Find if a string is a concatenation of dictionary words
I had an interview recently with a well known auto-related company(that's all I'm gonna say !). I thought I would share the problem that I faced, how I solved it during the interview, and another simpler solution I found while up solving afterwards.
The Problem
Given a non-empty string s and a dictionary containing a list of non-empty words, determine if s can be segmented into a space-separated sequence of one or more dictionary words.
Example:
Input: s = "DearReader", words = ["Dear", "Reader"]. Output: true Explanation: "DearReader" can be segmented as "Dear Reader", both parts are present in our dictionary.
The Solution I came up with,
Or the slow bulky and time consuming solution
When in doubt, go for recursion! And that's exactly what I did. After some iterations, I wrote a backtracking solution that looks like this:
class Solution {
public:
bool backtrack(string s, set<string> st, int i) {
if(i >= s.size())
return true;
for(int k = i+1; k <= s.size(); k++) {
string ss = s.substr(i, k - i);
if(st.count(ss) > 0 && backtrack(s, st, k)){
return true;
}
}
return false;
}
bool wordBreak(string s, vector<string>& wordDict) {
set<string> st(wordDict.begin(), wordDict.end());
return backtrack(s, st, 0);
}
};The gist of the solution above is if we go through the string and once we find a word, we call the function on the rest of the string.
This solution though, as many would conclude, is a very inefficient one.
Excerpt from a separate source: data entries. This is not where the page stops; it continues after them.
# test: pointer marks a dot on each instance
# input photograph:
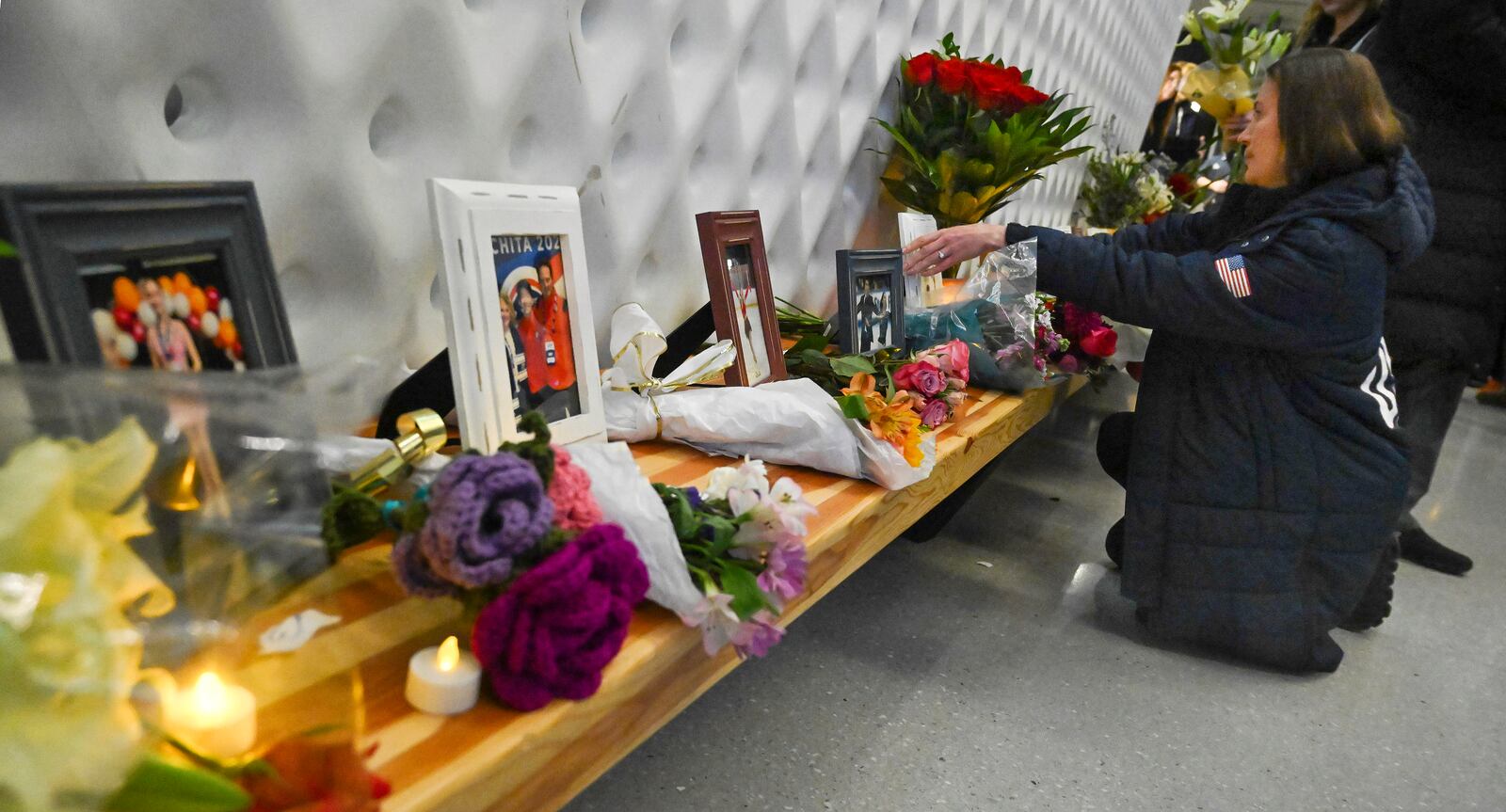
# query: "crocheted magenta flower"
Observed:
(561, 623)
(574, 508)
(482, 513)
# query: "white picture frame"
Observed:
(489, 235)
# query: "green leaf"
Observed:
(919, 162)
(853, 407)
(680, 511)
(817, 358)
(743, 586)
(155, 785)
(845, 366)
(722, 533)
(815, 341)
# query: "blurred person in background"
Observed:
(1443, 65)
(1178, 125)
(1338, 24)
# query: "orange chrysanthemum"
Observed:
(892, 422)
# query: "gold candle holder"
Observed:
(421, 434)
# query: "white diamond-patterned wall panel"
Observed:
(652, 109)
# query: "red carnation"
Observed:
(953, 75)
(1099, 342)
(921, 68)
(1181, 184)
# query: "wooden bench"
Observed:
(496, 758)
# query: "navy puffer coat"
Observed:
(1265, 468)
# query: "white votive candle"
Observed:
(443, 679)
(216, 717)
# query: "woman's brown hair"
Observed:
(1335, 115)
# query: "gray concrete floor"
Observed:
(931, 679)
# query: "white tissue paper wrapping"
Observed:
(625, 496)
(785, 422)
(629, 499)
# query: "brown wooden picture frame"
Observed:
(742, 230)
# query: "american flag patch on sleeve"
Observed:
(1231, 270)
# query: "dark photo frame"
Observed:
(196, 253)
(742, 295)
(871, 300)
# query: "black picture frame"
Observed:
(53, 232)
(855, 267)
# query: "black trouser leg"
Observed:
(1113, 455)
(1113, 446)
(1427, 396)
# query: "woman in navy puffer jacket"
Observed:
(1262, 464)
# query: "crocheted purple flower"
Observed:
(414, 573)
(482, 513)
(561, 623)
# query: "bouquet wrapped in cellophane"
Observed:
(151, 524)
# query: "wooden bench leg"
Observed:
(931, 523)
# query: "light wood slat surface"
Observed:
(494, 758)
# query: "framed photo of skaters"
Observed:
(742, 295)
(517, 310)
(871, 300)
(157, 276)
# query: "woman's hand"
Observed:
(936, 252)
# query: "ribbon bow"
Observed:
(636, 345)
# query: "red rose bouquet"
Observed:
(970, 133)
(1077, 340)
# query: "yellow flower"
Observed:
(898, 425)
(892, 422)
(68, 654)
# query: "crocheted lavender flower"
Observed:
(414, 573)
(484, 511)
(561, 623)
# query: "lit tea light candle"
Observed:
(443, 679)
(216, 717)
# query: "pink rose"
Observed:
(934, 413)
(951, 358)
(1079, 321)
(923, 377)
(1099, 342)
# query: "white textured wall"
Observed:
(652, 109)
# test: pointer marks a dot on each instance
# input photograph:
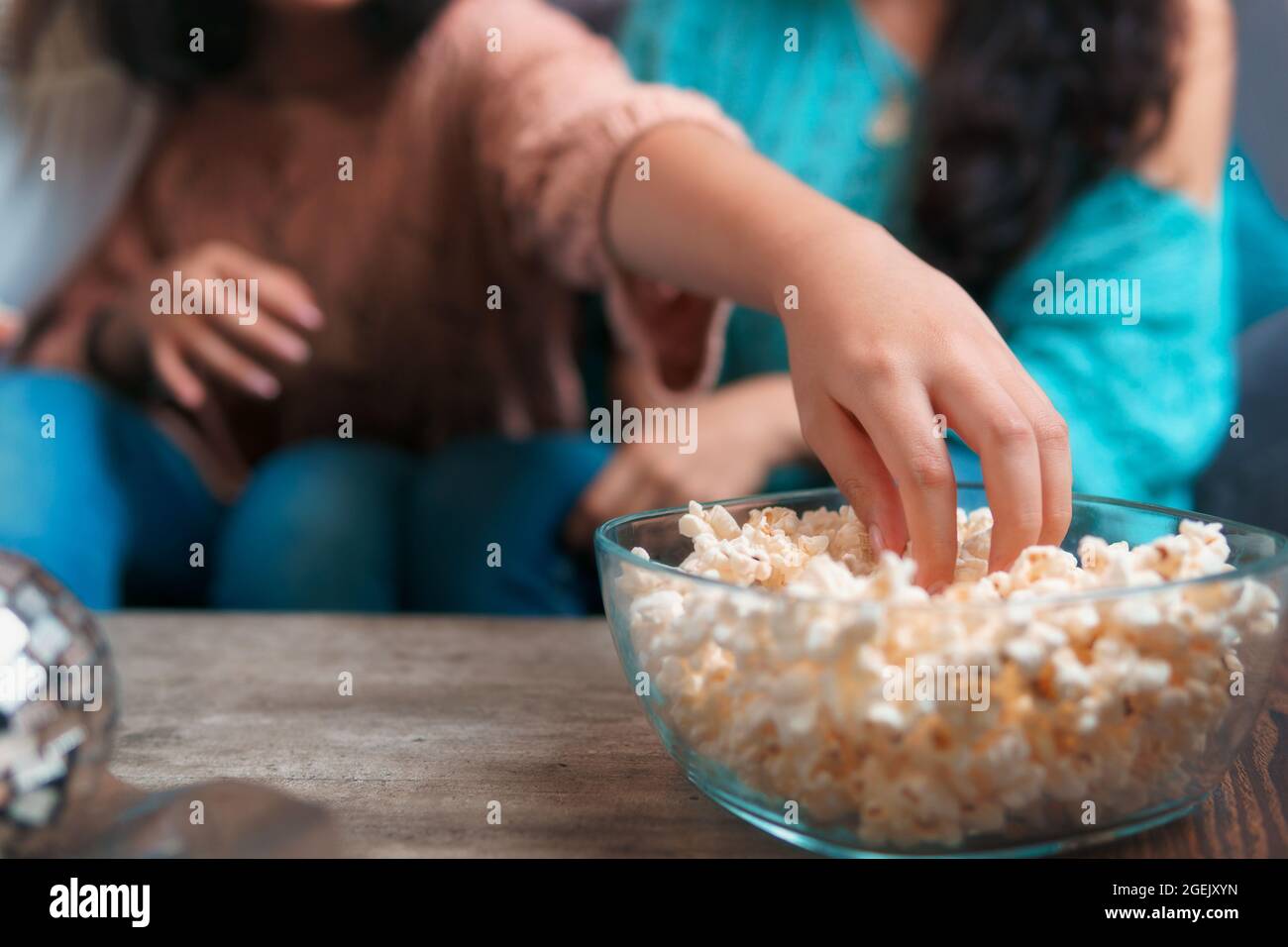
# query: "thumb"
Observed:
(11, 326)
(858, 471)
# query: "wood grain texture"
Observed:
(451, 714)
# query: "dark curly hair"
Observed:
(1028, 120)
(151, 38)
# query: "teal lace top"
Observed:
(1147, 397)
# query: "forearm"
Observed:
(716, 218)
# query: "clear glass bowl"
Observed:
(795, 740)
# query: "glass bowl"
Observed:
(780, 709)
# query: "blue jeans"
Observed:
(114, 509)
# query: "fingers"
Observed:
(1003, 436)
(1052, 441)
(279, 289)
(901, 423)
(202, 344)
(269, 337)
(858, 472)
(175, 373)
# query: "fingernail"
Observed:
(296, 350)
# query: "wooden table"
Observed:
(449, 715)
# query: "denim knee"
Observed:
(487, 527)
(317, 528)
(59, 502)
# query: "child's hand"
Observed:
(879, 346)
(180, 346)
(888, 352)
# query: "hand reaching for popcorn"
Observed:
(880, 344)
(181, 347)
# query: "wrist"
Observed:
(828, 241)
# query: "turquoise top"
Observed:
(1147, 403)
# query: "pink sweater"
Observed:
(472, 169)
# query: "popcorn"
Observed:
(1102, 698)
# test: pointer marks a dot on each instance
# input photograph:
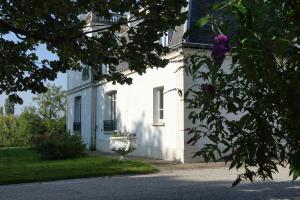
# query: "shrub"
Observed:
(61, 146)
(10, 134)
In fact, the overall time complexity amount to O(N^N). Since each time we have at most N choices for the indices and the overall depth of the recursive tree can be N.
The interviewer was kind enough to accept this solution. Though, for the sake of learning and upping my article word count game(haha!). We will look at two other solutions. The first builds on our backtracking one but uses memoization to make it more efficient. The second one is a dynamic programming, and surprisingly easy, solution.
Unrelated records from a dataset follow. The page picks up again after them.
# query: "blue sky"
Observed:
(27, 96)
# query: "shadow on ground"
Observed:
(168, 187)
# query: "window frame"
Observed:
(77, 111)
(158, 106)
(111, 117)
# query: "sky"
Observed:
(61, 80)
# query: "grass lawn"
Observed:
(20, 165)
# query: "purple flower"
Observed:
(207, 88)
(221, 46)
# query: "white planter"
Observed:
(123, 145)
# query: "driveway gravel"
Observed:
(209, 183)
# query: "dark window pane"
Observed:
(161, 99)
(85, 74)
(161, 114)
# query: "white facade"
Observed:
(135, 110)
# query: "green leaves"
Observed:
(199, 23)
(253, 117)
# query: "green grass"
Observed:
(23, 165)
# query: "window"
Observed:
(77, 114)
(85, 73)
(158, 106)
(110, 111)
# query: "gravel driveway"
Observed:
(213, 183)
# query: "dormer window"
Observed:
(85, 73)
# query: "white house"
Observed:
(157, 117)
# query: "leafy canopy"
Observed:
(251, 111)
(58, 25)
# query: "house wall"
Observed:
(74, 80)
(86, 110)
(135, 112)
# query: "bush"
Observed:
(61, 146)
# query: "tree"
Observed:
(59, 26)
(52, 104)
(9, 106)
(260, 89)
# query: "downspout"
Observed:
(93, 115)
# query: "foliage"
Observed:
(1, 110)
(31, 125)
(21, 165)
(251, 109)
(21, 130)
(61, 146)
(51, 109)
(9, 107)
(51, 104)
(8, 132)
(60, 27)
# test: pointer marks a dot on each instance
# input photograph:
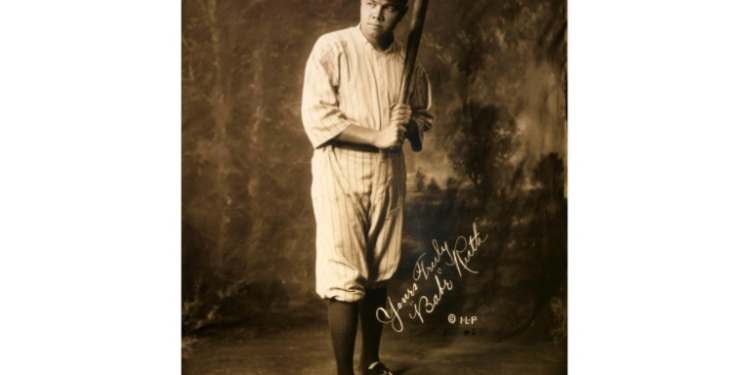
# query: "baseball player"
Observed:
(351, 116)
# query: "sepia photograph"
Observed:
(374, 187)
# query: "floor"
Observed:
(307, 351)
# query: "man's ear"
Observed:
(403, 12)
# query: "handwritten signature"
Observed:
(459, 257)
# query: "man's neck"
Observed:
(381, 44)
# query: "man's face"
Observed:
(380, 17)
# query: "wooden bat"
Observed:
(412, 46)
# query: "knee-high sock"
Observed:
(342, 320)
(371, 327)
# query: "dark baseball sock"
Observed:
(342, 320)
(371, 327)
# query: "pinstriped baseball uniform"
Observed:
(357, 191)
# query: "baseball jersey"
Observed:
(357, 191)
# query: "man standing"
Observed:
(352, 118)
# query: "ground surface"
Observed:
(307, 351)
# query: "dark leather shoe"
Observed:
(378, 369)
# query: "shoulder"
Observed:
(333, 42)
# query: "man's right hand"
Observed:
(390, 137)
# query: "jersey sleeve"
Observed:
(321, 116)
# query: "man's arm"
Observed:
(321, 116)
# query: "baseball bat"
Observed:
(412, 46)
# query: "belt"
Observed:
(355, 147)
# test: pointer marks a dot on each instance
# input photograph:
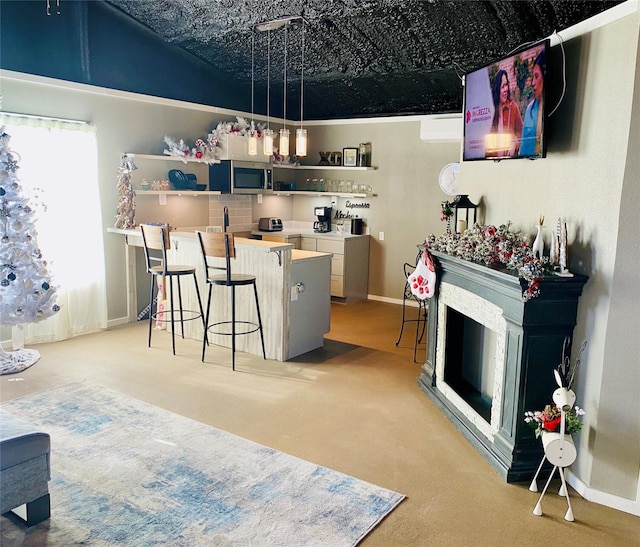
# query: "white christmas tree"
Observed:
(27, 294)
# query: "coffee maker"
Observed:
(323, 224)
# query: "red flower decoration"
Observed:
(552, 425)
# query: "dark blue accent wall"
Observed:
(92, 42)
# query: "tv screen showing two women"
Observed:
(504, 107)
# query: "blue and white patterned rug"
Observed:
(125, 472)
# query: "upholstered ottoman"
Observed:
(24, 469)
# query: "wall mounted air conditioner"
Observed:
(441, 127)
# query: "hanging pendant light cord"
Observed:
(268, 74)
(252, 64)
(302, 77)
(284, 93)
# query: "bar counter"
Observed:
(293, 289)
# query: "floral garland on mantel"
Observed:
(490, 245)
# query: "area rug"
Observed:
(125, 472)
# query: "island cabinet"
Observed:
(349, 263)
(293, 290)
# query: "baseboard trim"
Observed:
(412, 303)
(603, 498)
(116, 322)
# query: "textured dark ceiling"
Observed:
(362, 58)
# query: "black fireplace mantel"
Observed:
(535, 333)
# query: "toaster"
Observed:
(270, 225)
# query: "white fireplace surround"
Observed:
(490, 316)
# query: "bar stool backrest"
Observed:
(155, 238)
(217, 245)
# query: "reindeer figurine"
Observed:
(559, 449)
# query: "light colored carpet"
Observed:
(125, 472)
(353, 406)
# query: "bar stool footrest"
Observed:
(210, 328)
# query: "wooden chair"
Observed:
(423, 309)
(220, 245)
(156, 244)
Backtracking with Memoization
If we look at our previous solution, we might figure out that some cases are computed over and over. Memoization will enable us to skip these useless computations.
class Solution {
public:
bool backtrack(string s, set<string> st, vector<int>& cache, int i) {
if(i >= s.size())
return true;
if(cache[i] >= 0)
return cache[i] == 1;
for(int k = i+1; k <= s.size(); k++) {
string ss = s.substr(i, k - i);
if(st.count(ss) > 0 && backtrack(s, st, cache, k)){
cache[i] = 1;
return true;
}
}
cache[i] = 0;
return false;
}
bool wordBreak(string s, vector<string>& wordDict) {
set<string> st(wordDict.begin(), wordDict.end());
vector<int> cache(s.size(), -1);
return backtrack(s, st, cache, 0);
}
};The memoization is simple. We keep an array of the size of the string and if the index we're at was previously computed, we return that value directly. However, the effect this has on the complexity is powerful. We end up with a time complexity of O(n^3). We go through the string once and for each index we go through all the following indices(N*(N+1)/2), plus we have one substring operation each time of complexity O(N).
Dynamic Programming
I didn't do a lot of dynamic programming problems, so it is not usually my go to method. But in this case, as we'll see, the solution is intuitive and easy to reason about.
Like the previous solution, we go through the string once till we find a word(or a previously marked breakable string. But this time we won't do a recursive call, and we would rather keep all our values in one array.
class Solution {
public:
bool wordBreak(string s, vector<string>& wordDict) {
set<string> st(wordDict.begin(), wordDict.end());
vector<int> dp(s.size() + 1, 0);
dp[0] = 1;
for(int i = 1; i <= s.size(); i++) {
for(int j = 0; j < i; j++) {
string sub = s.substr(j, i-j);
if(dp[j] && st.count(sub) > 0) {
dp[i] = 1;
break;
}
}
}
return dp[s.size()] == 1;
}
};